Assertions enable cross-validation of different elements or attributes within a complex type. For example, specifying:
<xs:assert test="xs:date(@date-of-birth) lt xs:date(@date-of-death)"/>
will cause a run-time validation error if an instance document is validated in which the relevant condition does not hold.
The current Working Draft also defines an xs:report
element that does the opposite: it asserts a condition that must hold.
This is not implemented in Saxon because there are rumours it may be dropped from the specification.
Saxon allows any XPath 2.0 expression to be used in the test
attribute. The context node supplied to the
expression is the element being validated, in its untyped state. The static context for the expression comes from the
containing schema document: any namespace prefixes used in the expression must be declared using namespace declarations
in the schema in the usual way.

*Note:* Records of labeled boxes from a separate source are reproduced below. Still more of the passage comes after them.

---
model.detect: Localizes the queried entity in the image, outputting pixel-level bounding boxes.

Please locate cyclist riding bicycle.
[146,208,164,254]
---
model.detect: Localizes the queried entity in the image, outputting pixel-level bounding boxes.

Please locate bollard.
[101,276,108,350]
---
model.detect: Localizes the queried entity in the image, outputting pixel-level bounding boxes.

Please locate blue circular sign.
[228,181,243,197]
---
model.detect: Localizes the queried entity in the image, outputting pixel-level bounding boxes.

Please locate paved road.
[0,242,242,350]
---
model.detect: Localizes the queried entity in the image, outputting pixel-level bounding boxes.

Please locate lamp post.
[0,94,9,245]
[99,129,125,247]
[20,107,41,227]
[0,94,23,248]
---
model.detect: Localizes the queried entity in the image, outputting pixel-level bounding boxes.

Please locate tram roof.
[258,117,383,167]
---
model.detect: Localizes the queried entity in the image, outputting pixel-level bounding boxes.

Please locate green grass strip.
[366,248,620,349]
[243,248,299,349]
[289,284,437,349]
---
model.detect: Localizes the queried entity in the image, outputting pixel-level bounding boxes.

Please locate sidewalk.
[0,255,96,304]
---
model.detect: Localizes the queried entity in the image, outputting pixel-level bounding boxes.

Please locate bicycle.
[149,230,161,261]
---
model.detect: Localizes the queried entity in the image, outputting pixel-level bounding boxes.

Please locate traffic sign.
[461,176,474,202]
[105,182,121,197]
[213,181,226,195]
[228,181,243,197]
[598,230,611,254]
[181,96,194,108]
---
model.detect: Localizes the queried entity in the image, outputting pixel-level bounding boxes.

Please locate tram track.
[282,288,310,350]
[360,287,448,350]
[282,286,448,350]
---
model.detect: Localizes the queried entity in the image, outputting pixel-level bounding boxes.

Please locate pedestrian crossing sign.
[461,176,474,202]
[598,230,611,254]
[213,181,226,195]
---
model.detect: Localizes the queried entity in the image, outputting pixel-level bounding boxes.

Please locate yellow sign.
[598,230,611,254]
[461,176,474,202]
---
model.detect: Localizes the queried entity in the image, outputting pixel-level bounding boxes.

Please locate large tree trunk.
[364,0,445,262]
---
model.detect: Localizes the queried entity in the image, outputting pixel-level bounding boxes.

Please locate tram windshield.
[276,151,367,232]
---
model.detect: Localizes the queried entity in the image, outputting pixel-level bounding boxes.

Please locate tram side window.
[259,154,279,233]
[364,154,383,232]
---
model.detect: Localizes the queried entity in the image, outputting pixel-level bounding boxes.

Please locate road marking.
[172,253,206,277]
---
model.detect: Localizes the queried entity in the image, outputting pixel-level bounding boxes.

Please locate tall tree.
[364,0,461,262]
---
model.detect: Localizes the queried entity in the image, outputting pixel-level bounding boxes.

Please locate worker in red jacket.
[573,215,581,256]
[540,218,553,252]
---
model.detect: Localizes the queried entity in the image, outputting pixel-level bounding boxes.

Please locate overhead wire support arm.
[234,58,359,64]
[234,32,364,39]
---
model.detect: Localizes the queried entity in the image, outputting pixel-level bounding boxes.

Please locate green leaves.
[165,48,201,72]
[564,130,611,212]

There is no default namespace for elements and types: any unprefixed element or type name
is assumed to be in no namespace (not in the targetNamespace of the schema document).
It is not possible to use any variables or user-defined functions within the expression.
The XPath expression is evaluated against a temporary document that contains the subtree rooted at this element: more specifically, the subtree contains a document node with this element as its only child. Validation succeeds if the effective boolean value (EBV) of the expression is true, and fails if the EBV is false or if an error occurs during the evaluation.
If a complex type is derived by extension or by restriction, then the assertions supplied on the base type must be satisfied as well as those supplied on the type itself.
Note that when assertions are defined on a complex type, the subtree representing an element with that type will be built in memory. It is therefore advisable to exercise care when applying this facility to elements that have very large subtrees.